Ann-Margaret Navarra, associate professor | Stony Brook University website

Stony Brook University researchers have played a significant role in an international team’s latest findings on black hole mergers, marking the 10th anniversary of the first direct detection of gravitational waves. Associate Professor Will Farr and graduate student Nicole Khusid from Stony Brook’s Department of Physics and Astronomy contributed to a global effort using data from the loudest black hole merger observed to date. Their work confirms theoretical predictions about black hole spacetimes made by Albert Einstein, Stephen Hawking, and Roy Kerr.

The research is part of the LIGO-Virgo-KAGRA (LVK) collaboration, which includes scientists associated with the Laser Interferometer Gravitational-Wave Observatory (LIGO), Virgo Interferometer, and Kamioka Gravitational Wave Detector (KAGRA). The findings will be published in Physical Review Letters.

Professor Farr and Columbia University Assistant Professor Maximiliano Isi, both also affiliated with the Flatiron Institute’s Center for Computational Astrophysics, analyzed LIGO data for this study. Nicole Khusid helped develop computer codes for early analysis that aided in identifying key features of the event. The research provides new insights into black holes and tests how quantum physics aligns with Einstein’s general relativity theory. It also confirms theories developed by Stephen Hawking regarding black hole event horizons.

According to the researchers, this observation offers precise measurements from a collision between two black holes—one 34 times the mass of the sun and another 32 times—resulting in a single 63-solar-mass black hole spinning at 100 revolutions per second. This event allowed scientists to observe all stages of the merger within milliseconds after contact. They measured areas of each progenitor's horizon before merging and compared them to that of the remnant. As predicted by Hawking’s theory, they found that “the remnant’s area must be larger than the sum of the progenitors’ areas,” which matched their observations at high statistical significance.

“Observing the gravitational waves emitted by these black holes is our best hope for learning about the properties of the extreme spacetimes they produce,” says Farr. “As we build more and better gravitational wave detectors, the precision will continue to improve; but it is amazing to think that only ten years after the very first observations of a merger like this, we are already making precision measurements of the spacetime generated by these extreme objects, and able to observationally confirm precise mathematical predictions about black holes.”

“Back in March, I had the opportunity to share my preliminary analyses of this 10-year-anniversary event with members of the LVK at a collaboration-wide meeting,” said Khusid. “The results, namely the precise measurement of multiple tones at late times in the post-merger gravitational wave signal, quickly generated interest–it felt exciting and rewarding to hear the community respond to the science potential of this merger. With this event alone, we’ve performed some of the strongest tests of our understanding of gravity and black holes!”

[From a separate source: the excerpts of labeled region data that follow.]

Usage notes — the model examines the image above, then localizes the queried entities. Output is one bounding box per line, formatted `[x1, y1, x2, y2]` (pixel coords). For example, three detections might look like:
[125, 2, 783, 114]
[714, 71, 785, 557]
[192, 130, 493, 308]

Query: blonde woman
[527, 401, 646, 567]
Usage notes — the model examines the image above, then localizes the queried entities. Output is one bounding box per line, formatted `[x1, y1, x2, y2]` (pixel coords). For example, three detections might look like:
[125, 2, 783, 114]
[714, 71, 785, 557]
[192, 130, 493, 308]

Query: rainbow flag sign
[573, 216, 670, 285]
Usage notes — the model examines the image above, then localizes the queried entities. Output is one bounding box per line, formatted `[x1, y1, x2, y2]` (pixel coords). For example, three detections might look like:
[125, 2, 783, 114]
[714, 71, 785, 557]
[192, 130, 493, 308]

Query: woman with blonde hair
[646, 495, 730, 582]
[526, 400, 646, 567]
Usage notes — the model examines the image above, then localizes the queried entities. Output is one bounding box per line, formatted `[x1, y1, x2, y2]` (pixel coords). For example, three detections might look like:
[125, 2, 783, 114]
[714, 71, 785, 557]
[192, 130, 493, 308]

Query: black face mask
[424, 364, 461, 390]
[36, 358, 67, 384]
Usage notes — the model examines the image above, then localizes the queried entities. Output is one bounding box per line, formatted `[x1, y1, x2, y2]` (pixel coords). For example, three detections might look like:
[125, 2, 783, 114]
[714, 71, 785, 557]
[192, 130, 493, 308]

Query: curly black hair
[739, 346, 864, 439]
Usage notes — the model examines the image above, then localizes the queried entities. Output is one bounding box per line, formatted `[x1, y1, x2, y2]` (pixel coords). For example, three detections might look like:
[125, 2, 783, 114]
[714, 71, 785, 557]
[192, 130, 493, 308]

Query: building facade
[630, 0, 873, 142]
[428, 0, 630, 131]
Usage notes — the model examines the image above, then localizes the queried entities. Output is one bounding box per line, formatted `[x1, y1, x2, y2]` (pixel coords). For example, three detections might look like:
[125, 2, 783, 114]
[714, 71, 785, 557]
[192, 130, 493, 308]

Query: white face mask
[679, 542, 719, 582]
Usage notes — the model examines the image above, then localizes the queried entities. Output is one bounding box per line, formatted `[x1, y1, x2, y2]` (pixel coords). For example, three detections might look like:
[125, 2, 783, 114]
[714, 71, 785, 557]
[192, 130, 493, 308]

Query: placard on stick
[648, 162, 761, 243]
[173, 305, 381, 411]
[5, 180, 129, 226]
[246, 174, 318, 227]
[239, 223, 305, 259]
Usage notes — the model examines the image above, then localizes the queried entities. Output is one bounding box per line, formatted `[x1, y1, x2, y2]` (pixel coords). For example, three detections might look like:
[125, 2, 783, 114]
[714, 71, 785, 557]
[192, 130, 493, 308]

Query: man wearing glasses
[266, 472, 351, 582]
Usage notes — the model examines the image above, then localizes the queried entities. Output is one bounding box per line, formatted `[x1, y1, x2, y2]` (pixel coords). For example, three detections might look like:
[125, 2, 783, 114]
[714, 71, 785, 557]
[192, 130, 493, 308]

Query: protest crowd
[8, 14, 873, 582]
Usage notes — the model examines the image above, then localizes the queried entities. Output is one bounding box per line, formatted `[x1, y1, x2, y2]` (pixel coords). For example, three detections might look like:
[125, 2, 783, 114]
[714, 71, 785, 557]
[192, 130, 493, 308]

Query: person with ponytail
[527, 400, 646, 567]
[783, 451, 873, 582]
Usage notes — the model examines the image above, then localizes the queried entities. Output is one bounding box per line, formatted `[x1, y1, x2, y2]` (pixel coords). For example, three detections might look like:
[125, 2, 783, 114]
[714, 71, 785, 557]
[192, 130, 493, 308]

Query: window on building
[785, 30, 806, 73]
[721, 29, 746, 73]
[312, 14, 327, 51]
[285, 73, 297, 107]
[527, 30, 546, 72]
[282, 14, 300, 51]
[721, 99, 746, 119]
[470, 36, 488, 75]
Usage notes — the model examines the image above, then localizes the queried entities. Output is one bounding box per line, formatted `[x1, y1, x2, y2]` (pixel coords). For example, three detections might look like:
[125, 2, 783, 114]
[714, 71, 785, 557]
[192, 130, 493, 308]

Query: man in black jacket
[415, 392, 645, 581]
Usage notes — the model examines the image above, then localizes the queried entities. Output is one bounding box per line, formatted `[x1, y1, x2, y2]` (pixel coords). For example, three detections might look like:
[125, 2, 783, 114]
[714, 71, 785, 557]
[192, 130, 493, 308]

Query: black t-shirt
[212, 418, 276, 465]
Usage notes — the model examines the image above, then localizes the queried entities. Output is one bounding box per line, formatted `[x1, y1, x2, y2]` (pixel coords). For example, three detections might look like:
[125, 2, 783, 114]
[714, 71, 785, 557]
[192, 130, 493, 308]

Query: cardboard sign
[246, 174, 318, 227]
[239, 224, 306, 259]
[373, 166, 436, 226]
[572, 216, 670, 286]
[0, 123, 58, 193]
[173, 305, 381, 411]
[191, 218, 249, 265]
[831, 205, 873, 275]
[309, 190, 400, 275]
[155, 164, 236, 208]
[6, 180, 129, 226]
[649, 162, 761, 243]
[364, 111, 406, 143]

Barry Barish, Nobel laureate and President’s Distinguished Endowed Chair in Physics at Stony Brook University College of Arts and Sciences’ Department of Physics and Astronomy, commented on advances since LIGO's first detection: “The improvements in sensitivity of LIGO have truly opened up a new way to see the universe,” said Barish. “We now observe new events weekly, and with precision, enabling such exciting, detailed studies of black holes.”

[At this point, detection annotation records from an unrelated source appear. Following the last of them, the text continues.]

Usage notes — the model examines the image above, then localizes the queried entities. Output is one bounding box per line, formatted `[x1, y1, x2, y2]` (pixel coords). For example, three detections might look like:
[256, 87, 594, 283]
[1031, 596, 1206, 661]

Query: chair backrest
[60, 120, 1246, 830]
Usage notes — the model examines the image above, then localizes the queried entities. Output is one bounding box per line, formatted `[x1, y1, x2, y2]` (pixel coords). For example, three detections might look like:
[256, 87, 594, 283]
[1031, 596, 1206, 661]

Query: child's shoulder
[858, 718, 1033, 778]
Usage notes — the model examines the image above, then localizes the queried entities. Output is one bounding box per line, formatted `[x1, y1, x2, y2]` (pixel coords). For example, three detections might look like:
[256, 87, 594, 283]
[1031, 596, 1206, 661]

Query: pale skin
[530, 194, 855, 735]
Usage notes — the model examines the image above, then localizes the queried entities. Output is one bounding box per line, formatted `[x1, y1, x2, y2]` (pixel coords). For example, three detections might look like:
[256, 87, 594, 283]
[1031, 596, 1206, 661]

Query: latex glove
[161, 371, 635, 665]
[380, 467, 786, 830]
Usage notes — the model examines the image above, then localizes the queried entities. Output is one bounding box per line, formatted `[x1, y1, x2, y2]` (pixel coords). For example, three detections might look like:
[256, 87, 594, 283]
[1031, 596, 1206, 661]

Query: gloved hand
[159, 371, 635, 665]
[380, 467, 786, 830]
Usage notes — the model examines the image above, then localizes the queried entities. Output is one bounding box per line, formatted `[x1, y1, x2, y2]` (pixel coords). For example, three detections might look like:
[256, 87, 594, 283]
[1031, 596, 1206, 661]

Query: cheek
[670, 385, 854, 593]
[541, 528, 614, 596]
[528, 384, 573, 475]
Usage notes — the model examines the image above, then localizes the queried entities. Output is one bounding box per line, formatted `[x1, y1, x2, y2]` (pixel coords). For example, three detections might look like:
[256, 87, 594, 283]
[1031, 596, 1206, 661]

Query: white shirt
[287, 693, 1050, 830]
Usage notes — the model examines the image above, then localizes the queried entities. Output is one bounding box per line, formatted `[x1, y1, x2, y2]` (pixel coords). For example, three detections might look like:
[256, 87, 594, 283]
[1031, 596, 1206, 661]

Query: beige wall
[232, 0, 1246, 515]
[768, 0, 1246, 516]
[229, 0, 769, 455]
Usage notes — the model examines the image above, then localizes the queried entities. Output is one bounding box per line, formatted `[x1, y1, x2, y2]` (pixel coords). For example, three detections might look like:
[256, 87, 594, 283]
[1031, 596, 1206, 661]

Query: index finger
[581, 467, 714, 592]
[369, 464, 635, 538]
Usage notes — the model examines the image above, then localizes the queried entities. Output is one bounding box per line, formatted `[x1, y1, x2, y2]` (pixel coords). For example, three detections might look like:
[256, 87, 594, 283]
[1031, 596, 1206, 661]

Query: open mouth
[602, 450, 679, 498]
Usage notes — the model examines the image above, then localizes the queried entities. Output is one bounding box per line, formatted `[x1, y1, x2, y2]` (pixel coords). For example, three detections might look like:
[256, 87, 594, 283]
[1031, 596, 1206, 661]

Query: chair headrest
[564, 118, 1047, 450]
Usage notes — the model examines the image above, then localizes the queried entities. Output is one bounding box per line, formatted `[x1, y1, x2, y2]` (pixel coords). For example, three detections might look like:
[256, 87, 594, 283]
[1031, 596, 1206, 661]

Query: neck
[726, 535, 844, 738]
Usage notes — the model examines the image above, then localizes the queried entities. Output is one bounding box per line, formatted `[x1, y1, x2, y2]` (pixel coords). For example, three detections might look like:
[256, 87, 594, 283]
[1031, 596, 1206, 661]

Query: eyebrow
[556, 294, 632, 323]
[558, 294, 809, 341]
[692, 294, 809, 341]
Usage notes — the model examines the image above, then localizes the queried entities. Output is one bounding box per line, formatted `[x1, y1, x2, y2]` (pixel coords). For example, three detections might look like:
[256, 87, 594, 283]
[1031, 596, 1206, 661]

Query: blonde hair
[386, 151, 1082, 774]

Barish led construction efforts for LIGO beginning in 1994; his leadership culminated in its first historic detection in 2015—a breakthrough that earned him along with Rainer Weiss and Kip Thorne the Nobel Prize in Physics in 2017.

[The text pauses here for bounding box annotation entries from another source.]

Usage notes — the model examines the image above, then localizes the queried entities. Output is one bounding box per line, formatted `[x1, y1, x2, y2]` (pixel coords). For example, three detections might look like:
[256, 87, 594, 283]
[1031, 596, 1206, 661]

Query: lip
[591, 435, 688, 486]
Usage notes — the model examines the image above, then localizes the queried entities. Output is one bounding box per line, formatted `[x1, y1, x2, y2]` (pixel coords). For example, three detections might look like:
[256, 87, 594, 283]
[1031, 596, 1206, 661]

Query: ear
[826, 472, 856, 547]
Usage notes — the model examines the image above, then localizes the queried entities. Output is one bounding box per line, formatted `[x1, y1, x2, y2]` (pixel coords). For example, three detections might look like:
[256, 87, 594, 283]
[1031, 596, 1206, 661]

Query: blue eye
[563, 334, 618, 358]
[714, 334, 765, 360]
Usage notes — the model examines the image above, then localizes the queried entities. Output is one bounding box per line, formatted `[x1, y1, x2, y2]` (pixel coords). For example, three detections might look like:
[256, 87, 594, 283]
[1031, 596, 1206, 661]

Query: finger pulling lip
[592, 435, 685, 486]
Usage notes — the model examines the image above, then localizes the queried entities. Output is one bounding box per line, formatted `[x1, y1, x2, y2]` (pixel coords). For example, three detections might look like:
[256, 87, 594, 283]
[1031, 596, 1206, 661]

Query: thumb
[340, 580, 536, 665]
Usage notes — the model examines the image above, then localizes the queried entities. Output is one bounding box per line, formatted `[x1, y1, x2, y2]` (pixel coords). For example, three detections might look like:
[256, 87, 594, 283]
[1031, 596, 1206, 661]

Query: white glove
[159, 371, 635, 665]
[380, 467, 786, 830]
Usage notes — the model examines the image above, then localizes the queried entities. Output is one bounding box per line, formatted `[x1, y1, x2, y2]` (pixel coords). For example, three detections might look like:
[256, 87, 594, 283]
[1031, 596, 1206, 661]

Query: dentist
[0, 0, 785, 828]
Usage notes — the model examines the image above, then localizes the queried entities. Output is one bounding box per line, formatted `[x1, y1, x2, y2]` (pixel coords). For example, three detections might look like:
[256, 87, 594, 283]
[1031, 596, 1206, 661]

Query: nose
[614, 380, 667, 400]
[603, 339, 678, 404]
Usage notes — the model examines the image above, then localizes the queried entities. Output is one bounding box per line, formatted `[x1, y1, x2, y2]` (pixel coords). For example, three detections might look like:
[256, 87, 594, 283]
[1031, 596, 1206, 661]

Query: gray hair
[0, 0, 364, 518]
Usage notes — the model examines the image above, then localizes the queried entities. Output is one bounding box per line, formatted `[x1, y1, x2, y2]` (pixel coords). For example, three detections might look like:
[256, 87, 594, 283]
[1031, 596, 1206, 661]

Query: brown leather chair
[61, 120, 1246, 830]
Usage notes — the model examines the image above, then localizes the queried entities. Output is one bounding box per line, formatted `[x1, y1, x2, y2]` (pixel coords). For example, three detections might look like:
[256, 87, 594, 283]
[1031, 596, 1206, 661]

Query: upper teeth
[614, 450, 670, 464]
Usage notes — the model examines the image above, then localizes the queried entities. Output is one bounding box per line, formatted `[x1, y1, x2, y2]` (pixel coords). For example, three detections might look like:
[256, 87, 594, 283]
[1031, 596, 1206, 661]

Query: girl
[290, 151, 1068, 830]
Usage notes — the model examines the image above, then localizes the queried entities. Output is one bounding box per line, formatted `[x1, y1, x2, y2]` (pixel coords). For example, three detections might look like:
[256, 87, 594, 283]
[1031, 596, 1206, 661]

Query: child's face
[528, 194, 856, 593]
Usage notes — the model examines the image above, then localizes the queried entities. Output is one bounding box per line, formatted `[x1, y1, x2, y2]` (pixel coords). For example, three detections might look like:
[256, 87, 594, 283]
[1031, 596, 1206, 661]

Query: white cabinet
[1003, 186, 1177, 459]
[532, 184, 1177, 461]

Looking ahead, researchers expect future detectors will become even more sensitive over time—by as much as tenfold within a decade—which could further advance understanding through additional discoveries about these cosmic phenomena.

Stony Brook University is recognized as New York’s flagship public university within the State University System (SUNY), enrolling over 26,000 students and participating actively in academic research initiatives across disciplines—including co-management responsibilities for Brookhaven National Laboratory for the U.S. Department of Energy—and was recently named anchor institution for The New York Climate Exchange on Governors Island.